Court Records Scholarship
The Long Road to Justice
What is justice? It’s a topic that hundreds of philosophers have struggled with. From legends like Aristotle, Plato, and Immanuel Kant to modern political philosophers such as John Rawls and Nancy Fraser. And yet the question remains.
The subject of justice is particularly complex because it is ineluctably layered with ethical, religious, and legal philosophies. Justice for one person isn’t necessarily the same for another. And yet, it’s an important question every aspiring professional must ask; at least once in their lifetime. The answer may not always be found in the works of historical or modern philosophers but in the records, facts, evidence, and information.
Ideally, the law is just. Laws are made to foster equity, equality, and fairness. The law assumes a person accused of a crime is innocent until proven guilty. Even when found guilty, the punishment for the crime must not outweigh the offense.
Access to Justice and Public Records
Access to justice broadly describes the right of a person to be heard, to hold the government accountable, demand fairness, and equity. It also describes a person’s right to appear and be represented in court. In modern days, access to justice is inseparable from access to accurate, credible information. Oftentimes, the source for consistent, credible, and accurate information is the public agencies and organization, the official custodians of public records.
Public records contain information maintained by government organizations and agencies and made available to the general public in accordance with the applicable Freedom of Information Law. It includes information collected and maintained on persons within a government agency’s jurisdiction, such as arrest records maintained by the police department, court records maintained by the court clerks, and inmate records maintained by the Department of Criminal Justice. Public records also include information on the activities, decisions, and meetings of those public agencies, bodies, and organizations.

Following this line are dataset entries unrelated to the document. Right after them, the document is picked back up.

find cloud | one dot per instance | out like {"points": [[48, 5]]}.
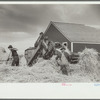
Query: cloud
{"points": [[18, 22]]}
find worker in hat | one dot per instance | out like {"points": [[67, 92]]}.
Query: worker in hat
{"points": [[14, 54], [63, 62]]}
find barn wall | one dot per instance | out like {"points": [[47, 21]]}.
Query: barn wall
{"points": [[56, 36], [81, 46]]}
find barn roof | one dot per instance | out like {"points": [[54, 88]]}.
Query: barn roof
{"points": [[78, 32]]}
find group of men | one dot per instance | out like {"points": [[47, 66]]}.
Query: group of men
{"points": [[47, 50]]}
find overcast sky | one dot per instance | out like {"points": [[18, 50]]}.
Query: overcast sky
{"points": [[20, 22]]}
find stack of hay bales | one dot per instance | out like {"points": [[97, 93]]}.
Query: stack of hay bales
{"points": [[3, 55], [89, 63]]}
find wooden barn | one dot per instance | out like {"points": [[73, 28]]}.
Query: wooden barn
{"points": [[78, 36]]}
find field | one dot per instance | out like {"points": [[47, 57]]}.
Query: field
{"points": [[47, 71]]}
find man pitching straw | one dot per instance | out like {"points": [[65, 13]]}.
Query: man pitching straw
{"points": [[14, 55]]}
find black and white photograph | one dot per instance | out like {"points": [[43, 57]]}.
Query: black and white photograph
{"points": [[49, 43]]}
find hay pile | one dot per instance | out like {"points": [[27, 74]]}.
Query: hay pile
{"points": [[87, 70]]}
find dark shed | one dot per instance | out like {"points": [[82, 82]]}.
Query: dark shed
{"points": [[78, 36]]}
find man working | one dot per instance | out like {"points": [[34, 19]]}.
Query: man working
{"points": [[15, 57]]}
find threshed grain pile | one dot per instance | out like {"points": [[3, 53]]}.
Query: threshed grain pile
{"points": [[87, 70]]}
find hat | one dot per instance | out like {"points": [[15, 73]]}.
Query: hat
{"points": [[10, 46]]}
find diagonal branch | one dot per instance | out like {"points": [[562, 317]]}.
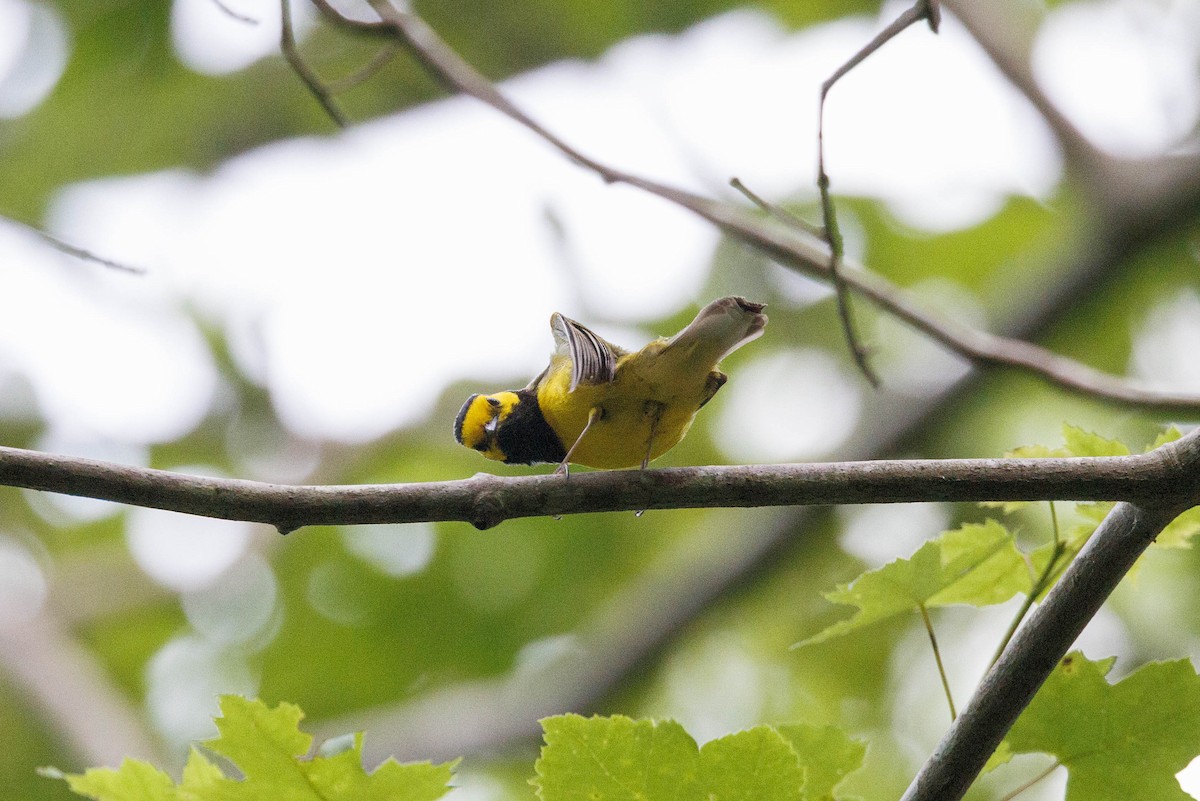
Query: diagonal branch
{"points": [[792, 248], [310, 78], [486, 500], [922, 10], [1014, 679]]}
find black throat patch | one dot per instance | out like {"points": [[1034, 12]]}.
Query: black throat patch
{"points": [[525, 437]]}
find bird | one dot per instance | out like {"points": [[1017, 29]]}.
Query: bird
{"points": [[599, 405]]}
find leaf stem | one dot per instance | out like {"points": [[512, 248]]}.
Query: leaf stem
{"points": [[1033, 781], [1039, 586], [937, 657]]}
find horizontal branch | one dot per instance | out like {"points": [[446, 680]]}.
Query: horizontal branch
{"points": [[486, 500]]}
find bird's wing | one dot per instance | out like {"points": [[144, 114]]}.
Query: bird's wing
{"points": [[593, 360]]}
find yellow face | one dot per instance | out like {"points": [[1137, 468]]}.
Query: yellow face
{"points": [[479, 420]]}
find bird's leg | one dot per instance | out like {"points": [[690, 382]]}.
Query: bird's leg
{"points": [[594, 415], [653, 409]]}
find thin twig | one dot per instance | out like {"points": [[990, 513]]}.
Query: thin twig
{"points": [[781, 215], [790, 247], [1038, 586], [77, 252], [937, 658], [1032, 782], [366, 72], [832, 232], [229, 12], [318, 89]]}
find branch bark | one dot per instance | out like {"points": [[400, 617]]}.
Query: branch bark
{"points": [[486, 500]]}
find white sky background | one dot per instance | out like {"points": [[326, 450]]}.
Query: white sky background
{"points": [[359, 273]]}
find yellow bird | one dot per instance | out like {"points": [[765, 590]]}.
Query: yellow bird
{"points": [[604, 407]]}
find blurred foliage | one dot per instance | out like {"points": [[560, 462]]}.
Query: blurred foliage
{"points": [[349, 637]]}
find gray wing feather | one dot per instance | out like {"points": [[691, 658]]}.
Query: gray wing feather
{"points": [[593, 360]]}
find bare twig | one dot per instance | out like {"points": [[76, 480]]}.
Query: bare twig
{"points": [[77, 252], [790, 247], [315, 84], [781, 215], [832, 232], [937, 658], [486, 500], [229, 12]]}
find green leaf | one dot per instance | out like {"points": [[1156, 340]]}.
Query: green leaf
{"points": [[621, 759], [269, 750], [976, 565], [265, 744], [753, 765], [133, 781], [1083, 443], [828, 756], [1077, 441], [1179, 533], [1117, 741], [1168, 435], [616, 759]]}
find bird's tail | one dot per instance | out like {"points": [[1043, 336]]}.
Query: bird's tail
{"points": [[721, 327]]}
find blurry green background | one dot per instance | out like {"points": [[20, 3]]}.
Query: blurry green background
{"points": [[119, 627]]}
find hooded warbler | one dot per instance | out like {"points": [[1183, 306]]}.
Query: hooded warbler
{"points": [[604, 407]]}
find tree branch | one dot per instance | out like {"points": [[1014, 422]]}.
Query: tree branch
{"points": [[1011, 684], [1012, 681], [486, 500], [797, 250], [310, 78]]}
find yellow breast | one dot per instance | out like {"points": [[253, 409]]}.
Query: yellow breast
{"points": [[649, 397]]}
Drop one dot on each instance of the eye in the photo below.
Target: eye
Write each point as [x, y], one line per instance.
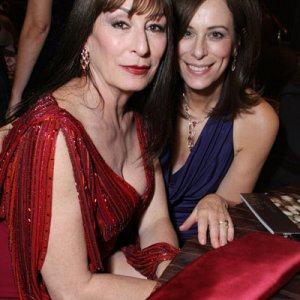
[120, 25]
[216, 35]
[156, 28]
[188, 34]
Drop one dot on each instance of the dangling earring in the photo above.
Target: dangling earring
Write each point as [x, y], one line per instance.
[84, 61]
[233, 64]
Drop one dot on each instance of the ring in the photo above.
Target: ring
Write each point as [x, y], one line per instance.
[224, 222]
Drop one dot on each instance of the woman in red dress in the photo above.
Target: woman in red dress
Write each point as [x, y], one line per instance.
[83, 203]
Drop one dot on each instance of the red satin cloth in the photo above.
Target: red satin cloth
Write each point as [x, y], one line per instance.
[253, 267]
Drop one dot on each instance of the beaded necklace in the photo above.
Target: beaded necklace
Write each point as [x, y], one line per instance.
[191, 124]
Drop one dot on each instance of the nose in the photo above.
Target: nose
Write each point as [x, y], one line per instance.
[199, 47]
[140, 43]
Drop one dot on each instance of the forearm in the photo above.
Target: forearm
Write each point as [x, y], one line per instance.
[160, 230]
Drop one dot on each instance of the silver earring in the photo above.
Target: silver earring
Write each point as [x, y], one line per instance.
[84, 61]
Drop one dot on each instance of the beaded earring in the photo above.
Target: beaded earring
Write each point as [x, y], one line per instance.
[84, 61]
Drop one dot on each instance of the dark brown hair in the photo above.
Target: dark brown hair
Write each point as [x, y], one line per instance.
[247, 26]
[155, 98]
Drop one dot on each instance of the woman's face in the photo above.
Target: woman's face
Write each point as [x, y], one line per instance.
[206, 48]
[125, 52]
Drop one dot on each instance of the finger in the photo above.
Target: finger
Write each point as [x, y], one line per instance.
[188, 223]
[230, 234]
[202, 229]
[214, 232]
[223, 232]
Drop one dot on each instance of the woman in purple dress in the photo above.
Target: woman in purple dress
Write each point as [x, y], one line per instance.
[224, 129]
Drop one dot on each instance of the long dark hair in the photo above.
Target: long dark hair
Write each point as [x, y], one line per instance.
[235, 97]
[153, 103]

CourtRecords.org is pleased to present a college scholarship Essay Competition for the 2021 school year. There will be three winners:
- First place $1,500
- Second place $500
- Third place $500
The Scholarship Essay Competition is aimed at college students. An opportunity to understand the role of public records in access to justice, to learn the best practices in public records searches first hand and to prepare for a career of a lifetime.
The application START DATE is September 1st, 2020 and the END DUE DATE is September 1st, 2021. To enter the contest, interested applicants must fill out the application form completely. The essay must include a personal statement (clarified in the 2nd essay question). ALL sources used in the essay must have the proper citation. Most preferred writing formats are MLA and APA. Your essay will contain a minimum word count of 1,000 words and a maximum of 1,500 words. Include your first and last name at the top of your document.
Students are encouraged to familiarize themselves with their state’s public records law and local regulations on requesting public records. It might be very helpful to read up on the use of case law, understanding the principles behind different reported cases and their role in the administration of justice.
Please note that by participating in this competition, you give CourtRecords.org the right to publish any article you submit. Any article submitted to participate in the scholarship competition including those not awarded the scholarship prize may be published on CourtRecords.org.
Please carefully read through the Scholarship Terms before applying.
How does having clear and prompt access to court records help you as a professional?
- How do they help prevent future crime?
- How do your local news-people, government officials, and legal professionals view the issue? (interviews encouraged!)